BASIC         $0000 - $0178
DISASSEMBLER  $7E2A - $7E36
TRACE         $7E3A - $7E56
ASSIST09      $7EAB - $7F00 -- (below the 255 byte system page)
        
ASSIST09 requires an offset -7955 below its ROM location which is 
coded to line 8485 of the monitor source under variable RAMOFS.

The other two added functions are ORG statements at the beginning
segments.

Note: there is approximately a 4 byte pad between sections, this 
seemed smart and as Jeff had already done this it was easier to 
do the math for the calculated area moves.

 I will add the resulting changes to the github, along with a .hex file for both 16k and 32k ROMs if you would like to play with it.

Testing the design with a Winbond W27E257 and creating a new ROM image:

The 90's gave us a lot of neat / weird things, one of those things are the W27E257.  The W27E257 is a pin correct replacement for the Intel D27256 optical erasable EPROM, but using EEPROM technology.   Since its getting harder to find replacement the D27128 and typically you can use a D27256 as a direct replacement, as long as the top address line A14 found on pin27 is managed properly in the design.  In the schematics for the HB6809 pin 27 is tied high, and we can use the D27256, as a drop in replacement if we start the code for the ROM at 0x4000.  Since this is true, this also means the W27E257 is a valid part to swap in place.    Having a electrical erasable EPROM has a ton of benefits, the most beneficial of which is the ability to erase and write it electrically.  Additionally since these chips were used in LOADS of 386, 486 and Pentiums, its very easy to get these ROM chips off resellers for around 2 dollars from the usual sources electronics recycling companies use (ie. EBAY).   It is as simple as burning the ROM code to the EEPROM starting at 0x4000.  I've provided hex files that correspond to the correct offset, but if you are creating a new ROM from source.  You need to set the file start address C000, and the buffer start address 4000.

Compiling a new ROM from scratch is essentially using a specific version of as9:

as9 <assist09.asm> -l c s bin s19 cre now

The resulting compilation will yell about the comments in the assembly file, this is fairly normal and has to do with the age of the assembler. they can be safely ignored.
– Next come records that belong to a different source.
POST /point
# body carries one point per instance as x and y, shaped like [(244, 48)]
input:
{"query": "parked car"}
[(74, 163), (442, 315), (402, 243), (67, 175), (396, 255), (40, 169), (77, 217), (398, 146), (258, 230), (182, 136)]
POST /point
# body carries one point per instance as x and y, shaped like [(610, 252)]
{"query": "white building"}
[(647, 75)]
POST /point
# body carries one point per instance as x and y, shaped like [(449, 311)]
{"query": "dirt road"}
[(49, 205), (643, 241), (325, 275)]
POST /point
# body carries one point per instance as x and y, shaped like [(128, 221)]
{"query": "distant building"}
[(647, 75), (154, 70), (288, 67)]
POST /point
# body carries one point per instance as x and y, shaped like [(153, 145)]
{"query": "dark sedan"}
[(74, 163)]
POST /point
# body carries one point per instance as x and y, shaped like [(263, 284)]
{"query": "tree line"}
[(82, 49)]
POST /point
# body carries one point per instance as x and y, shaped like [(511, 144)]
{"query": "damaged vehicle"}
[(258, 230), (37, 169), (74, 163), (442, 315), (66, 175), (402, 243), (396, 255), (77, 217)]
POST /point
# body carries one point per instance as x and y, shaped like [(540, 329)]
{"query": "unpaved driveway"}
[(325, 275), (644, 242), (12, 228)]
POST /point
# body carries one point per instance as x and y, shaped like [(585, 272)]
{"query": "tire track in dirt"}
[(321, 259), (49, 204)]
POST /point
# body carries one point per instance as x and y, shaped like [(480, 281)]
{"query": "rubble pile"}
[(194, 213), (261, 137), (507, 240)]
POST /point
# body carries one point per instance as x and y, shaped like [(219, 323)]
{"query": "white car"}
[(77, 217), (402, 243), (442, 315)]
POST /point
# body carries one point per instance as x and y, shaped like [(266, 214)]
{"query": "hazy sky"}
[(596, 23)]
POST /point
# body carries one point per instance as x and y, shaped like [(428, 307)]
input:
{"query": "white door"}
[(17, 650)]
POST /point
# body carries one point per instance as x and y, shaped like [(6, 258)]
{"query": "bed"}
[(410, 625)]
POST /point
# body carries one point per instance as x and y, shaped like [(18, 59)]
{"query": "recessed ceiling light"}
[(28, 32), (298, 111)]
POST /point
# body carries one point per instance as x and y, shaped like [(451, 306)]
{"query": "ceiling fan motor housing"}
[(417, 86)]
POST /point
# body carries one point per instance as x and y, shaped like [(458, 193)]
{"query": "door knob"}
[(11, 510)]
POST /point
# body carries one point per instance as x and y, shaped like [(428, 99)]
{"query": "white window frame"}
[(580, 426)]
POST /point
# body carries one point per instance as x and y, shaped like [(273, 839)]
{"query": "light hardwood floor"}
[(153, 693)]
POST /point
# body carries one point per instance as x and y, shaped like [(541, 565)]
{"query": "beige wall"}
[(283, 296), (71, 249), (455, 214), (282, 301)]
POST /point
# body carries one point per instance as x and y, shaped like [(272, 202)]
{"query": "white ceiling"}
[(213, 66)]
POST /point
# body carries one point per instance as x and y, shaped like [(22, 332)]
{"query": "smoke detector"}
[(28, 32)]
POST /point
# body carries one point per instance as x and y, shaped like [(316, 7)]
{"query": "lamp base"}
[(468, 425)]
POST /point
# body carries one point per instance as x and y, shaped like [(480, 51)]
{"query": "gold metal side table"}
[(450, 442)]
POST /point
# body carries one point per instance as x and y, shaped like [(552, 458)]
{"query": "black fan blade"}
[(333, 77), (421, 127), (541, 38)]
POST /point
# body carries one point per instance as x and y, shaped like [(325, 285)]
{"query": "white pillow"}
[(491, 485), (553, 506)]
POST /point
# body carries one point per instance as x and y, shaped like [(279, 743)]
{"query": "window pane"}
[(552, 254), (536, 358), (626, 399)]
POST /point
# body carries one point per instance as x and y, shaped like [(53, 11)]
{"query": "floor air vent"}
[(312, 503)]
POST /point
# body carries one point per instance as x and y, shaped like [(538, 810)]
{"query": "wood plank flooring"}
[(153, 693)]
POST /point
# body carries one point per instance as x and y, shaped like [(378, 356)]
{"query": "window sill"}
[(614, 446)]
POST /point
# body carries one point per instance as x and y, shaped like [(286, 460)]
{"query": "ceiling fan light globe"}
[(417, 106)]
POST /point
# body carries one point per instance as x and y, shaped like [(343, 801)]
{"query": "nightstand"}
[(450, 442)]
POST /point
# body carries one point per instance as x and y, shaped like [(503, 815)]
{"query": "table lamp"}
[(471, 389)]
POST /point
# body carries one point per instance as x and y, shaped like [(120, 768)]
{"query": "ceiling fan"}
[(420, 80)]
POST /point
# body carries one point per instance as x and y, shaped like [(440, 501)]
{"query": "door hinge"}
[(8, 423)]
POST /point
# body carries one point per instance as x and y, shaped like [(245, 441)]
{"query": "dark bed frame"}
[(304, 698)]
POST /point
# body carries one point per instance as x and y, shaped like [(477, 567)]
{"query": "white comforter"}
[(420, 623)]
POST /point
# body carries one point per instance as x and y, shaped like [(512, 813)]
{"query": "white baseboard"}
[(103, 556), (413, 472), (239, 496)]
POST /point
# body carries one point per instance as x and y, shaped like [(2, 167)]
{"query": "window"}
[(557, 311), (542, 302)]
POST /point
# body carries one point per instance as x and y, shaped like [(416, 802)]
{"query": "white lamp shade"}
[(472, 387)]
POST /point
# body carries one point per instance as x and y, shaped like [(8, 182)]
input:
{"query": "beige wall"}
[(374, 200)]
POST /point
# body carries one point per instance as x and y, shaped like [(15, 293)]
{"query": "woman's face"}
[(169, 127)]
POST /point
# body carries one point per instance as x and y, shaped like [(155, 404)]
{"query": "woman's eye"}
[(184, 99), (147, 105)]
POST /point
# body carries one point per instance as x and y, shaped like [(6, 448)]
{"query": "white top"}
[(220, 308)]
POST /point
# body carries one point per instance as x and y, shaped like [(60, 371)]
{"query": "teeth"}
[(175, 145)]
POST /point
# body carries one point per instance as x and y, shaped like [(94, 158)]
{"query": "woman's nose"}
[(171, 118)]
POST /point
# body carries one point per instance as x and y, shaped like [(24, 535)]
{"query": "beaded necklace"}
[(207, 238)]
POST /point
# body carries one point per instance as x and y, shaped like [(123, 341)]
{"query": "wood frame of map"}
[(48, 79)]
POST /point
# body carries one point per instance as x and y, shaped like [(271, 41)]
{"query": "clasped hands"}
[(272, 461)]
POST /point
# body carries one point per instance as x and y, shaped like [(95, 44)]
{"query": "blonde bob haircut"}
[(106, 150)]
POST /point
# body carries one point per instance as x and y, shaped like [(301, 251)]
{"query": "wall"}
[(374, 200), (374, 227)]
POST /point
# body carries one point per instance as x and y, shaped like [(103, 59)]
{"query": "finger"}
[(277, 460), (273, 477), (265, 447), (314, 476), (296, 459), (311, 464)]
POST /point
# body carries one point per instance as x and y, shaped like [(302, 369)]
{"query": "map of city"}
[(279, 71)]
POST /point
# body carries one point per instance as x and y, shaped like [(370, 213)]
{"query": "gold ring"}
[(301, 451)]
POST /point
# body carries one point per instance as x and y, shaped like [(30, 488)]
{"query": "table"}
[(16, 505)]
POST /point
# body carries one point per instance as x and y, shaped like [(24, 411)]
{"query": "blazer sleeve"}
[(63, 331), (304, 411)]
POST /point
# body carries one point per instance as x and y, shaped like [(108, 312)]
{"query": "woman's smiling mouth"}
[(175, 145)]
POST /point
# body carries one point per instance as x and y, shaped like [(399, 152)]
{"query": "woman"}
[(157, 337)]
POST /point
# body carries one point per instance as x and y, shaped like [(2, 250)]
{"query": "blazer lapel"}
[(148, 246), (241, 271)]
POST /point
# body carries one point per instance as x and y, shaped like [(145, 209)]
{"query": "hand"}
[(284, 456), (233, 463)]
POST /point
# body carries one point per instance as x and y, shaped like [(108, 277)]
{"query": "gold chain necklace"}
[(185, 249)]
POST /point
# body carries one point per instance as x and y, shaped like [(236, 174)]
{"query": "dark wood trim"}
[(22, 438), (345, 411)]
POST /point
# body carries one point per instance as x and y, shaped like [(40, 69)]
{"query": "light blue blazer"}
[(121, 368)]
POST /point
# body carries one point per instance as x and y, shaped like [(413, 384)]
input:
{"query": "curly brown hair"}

Converting the ROM code to a intel .HEX file, is recommended as buring the .bin to a rom appears to be fairly broken at least with the TL866 II.  The best way to do this is with srecord the best directions for it's use / installation are here but just encase you are merely interested in the command:

srec_cat <input.srec> -Motorola -o <output.hex> -Intel

 The resulting .hex file will start at 0000, but you will need to set the eeprom burner to read start address as C000, and if using a 32k EEPROM (or a actual D27256) you will need to set the buffer offset to 4000. ie C000 will need to be at the begining of the readable rom space when the rom is selected as it's address decode starts the beginning of the readable area of the rom at C000 in the decode space.

 What's next:

I have to finish writing up a test program for HBSound for starts, now that I have suitable tool chain for writing some faster code this seems like the next best thing.  I ordered parts for my upcoming terminal project which I will work on next.    I also designed an adapter board,  for expanding the rom space into the top expansion address range.  PCBWay has again offered to sponsor the prototyping for the EEPROM PCB's I expect these to come in the next few days perhaps by weeks end.  This will allow me to play around with expanding the combo rom to include SLOAD and SSAVE (*commands for saving and loading .srec over serial via basic *) as well as dropping to the monitor from basic.  Additionally I would like the rom to load straight into basic.  The advantage to this is then I can try to coax CMOC into using the floating point instructions from within enhanced basic just as they are for the COCO target.  This is all down the road from here but I am glad you joined me for the ride thus far.  If you are new to my projects thank you for taking the time to check out my mad hobby.